Follow the Trail Direction
Lappe’s trails are single direction trails. For everyone’s safety, do not ski backwards on the trails.
Care for Groomed Trails
Skate and herringbone in the ‘skate’ lane only, avoiding the classic track. Dogs and walking are not permitted on the trails. No litter or garbage please.
Move Aside to Stop and Don’t Obstruct Others
When stopping, step as far off to the side as possible to allow others to pass. Do not stop at the bottom of a hill or where other skiers are moving quickly.
Look Both Ways Before Merging or Crossing Trails
The trails at Lappe are rolling, and skiers may be moving at high speeds. If you need to merge or cross a trail, please treat it like a road crossing.
Know Who Has the Right of Way
If you’re a slower skier, faster skiers will likely ski around you.

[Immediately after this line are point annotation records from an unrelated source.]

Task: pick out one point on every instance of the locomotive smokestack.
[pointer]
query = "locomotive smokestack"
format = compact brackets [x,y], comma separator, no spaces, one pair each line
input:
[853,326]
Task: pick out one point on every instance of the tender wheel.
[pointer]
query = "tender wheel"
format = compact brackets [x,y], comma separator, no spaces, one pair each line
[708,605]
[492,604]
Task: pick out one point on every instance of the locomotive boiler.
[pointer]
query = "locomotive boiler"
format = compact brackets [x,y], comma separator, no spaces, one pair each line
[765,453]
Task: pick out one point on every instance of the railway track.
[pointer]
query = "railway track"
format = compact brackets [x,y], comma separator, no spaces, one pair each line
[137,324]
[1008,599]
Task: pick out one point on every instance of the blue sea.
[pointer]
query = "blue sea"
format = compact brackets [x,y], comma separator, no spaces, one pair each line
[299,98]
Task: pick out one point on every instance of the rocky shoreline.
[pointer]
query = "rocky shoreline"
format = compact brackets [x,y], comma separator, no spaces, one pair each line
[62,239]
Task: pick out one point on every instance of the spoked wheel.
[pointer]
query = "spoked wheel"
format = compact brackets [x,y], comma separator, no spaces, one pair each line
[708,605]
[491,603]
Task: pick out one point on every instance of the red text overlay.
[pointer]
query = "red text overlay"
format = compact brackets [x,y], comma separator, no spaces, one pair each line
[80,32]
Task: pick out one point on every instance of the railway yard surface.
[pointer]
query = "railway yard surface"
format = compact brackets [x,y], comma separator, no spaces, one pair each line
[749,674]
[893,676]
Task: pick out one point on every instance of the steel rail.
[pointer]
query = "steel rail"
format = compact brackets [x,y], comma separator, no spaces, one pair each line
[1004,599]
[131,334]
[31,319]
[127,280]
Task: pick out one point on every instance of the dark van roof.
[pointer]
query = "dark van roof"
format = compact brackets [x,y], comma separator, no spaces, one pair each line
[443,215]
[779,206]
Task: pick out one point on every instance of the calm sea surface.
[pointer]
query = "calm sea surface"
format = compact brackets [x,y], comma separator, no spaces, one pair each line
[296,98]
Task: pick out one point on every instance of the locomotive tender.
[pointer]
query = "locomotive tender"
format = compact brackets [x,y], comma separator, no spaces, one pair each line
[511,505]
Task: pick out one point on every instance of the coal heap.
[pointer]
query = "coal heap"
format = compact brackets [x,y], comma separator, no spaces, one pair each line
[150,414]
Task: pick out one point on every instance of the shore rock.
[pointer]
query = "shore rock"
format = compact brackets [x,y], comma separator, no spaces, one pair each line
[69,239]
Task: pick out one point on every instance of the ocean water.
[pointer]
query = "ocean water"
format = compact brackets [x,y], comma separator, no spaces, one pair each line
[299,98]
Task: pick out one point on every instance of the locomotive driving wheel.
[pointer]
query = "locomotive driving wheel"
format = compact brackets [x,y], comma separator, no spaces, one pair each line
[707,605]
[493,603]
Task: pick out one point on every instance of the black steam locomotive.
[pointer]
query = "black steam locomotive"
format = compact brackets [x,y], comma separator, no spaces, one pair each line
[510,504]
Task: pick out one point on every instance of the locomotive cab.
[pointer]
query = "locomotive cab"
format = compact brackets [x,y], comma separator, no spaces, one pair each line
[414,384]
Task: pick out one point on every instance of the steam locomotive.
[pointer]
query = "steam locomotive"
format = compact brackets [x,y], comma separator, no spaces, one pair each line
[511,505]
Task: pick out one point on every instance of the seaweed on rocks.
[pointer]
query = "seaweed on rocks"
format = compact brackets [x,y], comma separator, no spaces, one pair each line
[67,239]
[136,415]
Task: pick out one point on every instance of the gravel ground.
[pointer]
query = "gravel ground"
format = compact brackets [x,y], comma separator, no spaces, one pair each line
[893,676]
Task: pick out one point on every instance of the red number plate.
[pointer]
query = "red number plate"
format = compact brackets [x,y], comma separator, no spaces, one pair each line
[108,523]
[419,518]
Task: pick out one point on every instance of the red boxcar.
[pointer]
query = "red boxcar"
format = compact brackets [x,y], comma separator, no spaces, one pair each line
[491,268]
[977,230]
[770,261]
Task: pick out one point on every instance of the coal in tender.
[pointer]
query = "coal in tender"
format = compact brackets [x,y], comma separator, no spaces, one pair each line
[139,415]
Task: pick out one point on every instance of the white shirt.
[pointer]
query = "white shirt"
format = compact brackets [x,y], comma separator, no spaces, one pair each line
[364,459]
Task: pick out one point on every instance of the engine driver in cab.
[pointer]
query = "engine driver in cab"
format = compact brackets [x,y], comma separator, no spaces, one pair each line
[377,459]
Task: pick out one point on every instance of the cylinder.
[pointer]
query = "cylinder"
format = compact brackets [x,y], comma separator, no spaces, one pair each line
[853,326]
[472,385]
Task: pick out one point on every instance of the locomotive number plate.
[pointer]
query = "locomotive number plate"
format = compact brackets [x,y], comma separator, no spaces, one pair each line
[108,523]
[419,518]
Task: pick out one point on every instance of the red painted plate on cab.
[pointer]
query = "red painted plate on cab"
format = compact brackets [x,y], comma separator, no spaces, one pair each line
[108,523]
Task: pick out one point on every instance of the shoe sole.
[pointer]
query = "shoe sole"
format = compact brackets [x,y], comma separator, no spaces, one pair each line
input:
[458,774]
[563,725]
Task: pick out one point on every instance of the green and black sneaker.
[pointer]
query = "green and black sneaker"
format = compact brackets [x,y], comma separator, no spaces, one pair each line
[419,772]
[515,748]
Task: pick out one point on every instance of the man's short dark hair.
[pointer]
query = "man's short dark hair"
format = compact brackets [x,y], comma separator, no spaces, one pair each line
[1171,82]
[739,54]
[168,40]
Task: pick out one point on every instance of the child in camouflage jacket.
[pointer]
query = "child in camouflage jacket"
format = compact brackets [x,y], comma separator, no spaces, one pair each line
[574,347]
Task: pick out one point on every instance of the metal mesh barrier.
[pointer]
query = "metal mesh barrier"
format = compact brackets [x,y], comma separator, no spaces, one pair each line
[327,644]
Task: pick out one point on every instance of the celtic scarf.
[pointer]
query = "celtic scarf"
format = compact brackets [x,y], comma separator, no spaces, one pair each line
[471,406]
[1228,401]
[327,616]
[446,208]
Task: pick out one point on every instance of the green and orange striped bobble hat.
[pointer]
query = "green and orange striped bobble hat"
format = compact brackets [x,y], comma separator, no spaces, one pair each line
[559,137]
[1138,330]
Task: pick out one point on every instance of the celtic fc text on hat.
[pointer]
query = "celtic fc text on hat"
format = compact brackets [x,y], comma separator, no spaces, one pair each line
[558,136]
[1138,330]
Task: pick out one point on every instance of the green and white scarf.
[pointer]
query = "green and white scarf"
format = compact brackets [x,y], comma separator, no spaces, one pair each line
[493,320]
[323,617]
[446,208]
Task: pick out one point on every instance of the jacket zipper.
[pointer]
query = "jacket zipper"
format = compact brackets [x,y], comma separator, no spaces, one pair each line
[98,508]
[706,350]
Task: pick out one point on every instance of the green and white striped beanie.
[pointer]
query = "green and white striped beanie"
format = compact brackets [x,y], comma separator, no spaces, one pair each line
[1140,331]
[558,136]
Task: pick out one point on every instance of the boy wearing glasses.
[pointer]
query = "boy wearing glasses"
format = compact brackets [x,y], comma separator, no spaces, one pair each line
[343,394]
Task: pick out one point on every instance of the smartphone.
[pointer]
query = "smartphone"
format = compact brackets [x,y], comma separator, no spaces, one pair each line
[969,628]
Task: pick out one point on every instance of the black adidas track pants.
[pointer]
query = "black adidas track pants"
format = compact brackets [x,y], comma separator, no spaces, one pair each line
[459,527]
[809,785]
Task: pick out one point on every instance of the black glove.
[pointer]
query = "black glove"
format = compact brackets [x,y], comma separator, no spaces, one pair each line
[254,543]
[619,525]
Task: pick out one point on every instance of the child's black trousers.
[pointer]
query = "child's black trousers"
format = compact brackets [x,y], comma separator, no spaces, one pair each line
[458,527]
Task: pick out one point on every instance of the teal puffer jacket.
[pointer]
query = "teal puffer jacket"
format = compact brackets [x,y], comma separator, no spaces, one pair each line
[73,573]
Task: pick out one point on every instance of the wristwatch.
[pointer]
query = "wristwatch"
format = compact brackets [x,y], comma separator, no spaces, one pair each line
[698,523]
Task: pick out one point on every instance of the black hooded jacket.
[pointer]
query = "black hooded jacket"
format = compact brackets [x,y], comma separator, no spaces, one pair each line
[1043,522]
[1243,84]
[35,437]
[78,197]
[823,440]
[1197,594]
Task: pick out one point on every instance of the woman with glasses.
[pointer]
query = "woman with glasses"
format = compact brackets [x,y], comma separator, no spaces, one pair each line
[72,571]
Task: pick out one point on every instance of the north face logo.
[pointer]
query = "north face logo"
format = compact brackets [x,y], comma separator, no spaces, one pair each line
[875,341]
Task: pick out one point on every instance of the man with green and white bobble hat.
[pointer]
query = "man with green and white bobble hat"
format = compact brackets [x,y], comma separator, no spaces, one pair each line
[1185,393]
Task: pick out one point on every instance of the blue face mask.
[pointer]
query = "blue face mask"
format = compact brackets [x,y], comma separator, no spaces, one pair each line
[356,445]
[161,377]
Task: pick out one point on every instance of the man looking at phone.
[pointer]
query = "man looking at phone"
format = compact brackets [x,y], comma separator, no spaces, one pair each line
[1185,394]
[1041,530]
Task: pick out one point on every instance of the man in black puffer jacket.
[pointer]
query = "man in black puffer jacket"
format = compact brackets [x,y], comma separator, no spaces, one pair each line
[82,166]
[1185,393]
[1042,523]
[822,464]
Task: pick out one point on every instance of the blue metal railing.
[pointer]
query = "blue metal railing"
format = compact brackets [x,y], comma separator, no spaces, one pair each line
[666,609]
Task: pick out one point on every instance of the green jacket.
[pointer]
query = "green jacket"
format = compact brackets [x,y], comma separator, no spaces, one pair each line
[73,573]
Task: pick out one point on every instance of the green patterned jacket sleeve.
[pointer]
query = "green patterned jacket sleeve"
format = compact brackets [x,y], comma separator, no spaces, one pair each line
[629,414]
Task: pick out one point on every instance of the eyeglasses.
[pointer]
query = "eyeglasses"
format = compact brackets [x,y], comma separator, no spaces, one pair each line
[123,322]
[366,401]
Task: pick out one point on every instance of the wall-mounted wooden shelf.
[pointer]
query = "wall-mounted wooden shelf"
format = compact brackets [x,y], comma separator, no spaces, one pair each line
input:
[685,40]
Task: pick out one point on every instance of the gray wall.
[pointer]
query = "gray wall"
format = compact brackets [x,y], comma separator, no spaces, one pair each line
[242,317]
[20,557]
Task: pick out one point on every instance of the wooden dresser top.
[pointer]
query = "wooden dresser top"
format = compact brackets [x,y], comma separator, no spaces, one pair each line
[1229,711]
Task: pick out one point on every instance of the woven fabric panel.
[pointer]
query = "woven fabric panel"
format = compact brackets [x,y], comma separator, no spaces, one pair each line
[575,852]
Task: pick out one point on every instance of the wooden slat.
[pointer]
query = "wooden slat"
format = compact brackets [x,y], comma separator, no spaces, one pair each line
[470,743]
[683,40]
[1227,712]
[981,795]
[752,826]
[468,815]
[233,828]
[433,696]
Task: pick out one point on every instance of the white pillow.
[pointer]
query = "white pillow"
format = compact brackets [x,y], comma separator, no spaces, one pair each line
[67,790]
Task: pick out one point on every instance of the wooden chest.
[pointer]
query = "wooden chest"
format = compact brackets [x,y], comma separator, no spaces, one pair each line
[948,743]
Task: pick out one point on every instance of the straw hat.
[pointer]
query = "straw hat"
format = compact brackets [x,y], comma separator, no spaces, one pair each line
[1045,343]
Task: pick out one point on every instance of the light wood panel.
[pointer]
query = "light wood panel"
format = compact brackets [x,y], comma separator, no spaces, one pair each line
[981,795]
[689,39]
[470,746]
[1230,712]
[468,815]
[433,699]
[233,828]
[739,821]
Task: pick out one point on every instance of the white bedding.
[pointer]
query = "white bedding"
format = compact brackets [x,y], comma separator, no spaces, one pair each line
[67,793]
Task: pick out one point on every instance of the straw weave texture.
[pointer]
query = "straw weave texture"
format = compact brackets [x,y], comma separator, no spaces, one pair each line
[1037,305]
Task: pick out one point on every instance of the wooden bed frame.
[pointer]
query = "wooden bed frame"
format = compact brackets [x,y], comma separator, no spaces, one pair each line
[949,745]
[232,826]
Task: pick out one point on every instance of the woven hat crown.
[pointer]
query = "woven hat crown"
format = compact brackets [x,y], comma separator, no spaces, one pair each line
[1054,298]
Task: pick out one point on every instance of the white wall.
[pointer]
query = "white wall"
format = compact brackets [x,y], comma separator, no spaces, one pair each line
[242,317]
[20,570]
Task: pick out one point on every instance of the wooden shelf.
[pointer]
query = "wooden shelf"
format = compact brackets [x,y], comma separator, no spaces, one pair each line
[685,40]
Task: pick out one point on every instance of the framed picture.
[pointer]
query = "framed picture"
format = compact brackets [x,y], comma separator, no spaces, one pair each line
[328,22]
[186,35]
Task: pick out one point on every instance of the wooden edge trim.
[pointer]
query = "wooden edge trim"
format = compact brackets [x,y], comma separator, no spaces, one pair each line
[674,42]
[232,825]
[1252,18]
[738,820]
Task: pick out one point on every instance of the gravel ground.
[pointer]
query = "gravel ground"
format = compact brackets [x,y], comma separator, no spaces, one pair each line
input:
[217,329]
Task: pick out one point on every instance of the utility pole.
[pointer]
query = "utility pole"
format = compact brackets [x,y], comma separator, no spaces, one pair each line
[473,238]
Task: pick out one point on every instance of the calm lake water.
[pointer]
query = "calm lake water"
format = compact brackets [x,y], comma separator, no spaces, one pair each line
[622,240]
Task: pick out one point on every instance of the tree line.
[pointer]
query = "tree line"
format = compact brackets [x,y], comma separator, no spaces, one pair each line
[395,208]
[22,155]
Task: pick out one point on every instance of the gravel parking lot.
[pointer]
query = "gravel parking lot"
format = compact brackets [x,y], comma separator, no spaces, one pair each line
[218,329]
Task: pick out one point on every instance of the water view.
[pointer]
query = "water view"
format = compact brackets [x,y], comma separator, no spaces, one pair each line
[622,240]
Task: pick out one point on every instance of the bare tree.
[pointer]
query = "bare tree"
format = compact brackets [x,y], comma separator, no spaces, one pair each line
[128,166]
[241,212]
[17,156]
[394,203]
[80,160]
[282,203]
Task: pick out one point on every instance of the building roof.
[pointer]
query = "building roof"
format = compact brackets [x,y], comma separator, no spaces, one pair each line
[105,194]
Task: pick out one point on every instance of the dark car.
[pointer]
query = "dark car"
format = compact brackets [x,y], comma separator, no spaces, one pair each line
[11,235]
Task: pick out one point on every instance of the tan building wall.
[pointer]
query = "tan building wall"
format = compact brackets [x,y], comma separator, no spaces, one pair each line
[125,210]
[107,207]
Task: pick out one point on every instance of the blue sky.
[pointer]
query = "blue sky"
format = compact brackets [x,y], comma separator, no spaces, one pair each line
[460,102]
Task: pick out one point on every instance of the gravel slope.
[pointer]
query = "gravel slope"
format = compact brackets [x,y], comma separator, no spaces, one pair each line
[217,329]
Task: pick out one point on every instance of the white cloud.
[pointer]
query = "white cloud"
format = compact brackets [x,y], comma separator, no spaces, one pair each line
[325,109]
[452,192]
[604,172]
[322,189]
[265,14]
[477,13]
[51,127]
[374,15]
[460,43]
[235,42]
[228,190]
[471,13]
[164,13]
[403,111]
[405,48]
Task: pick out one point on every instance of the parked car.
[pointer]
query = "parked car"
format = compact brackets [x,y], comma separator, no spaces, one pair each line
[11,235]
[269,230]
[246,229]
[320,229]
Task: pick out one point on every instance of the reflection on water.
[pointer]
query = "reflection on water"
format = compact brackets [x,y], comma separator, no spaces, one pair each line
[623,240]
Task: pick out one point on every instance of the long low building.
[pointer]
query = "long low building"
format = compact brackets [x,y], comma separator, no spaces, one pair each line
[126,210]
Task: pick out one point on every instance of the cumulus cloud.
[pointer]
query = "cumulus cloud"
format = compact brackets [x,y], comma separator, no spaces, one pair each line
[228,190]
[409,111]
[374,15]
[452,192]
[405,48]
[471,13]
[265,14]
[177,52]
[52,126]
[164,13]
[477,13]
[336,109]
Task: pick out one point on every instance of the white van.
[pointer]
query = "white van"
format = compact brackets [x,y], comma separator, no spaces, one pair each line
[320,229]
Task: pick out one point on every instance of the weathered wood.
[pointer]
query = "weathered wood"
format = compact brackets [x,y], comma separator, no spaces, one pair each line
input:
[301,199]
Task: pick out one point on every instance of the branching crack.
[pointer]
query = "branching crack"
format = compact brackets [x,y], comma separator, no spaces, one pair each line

If you’re a faster skier and looking to pass another skier, it is good practice to call out “on your left” or “on your right” to warn those ahead that you are coming.
All trail-based sports have a higher level of risk and therefore the potential for hazardous and/or dangerous situations. All users are required to know their limits and use these trails at their own risk. Choose trails that are appropriate for your skill level.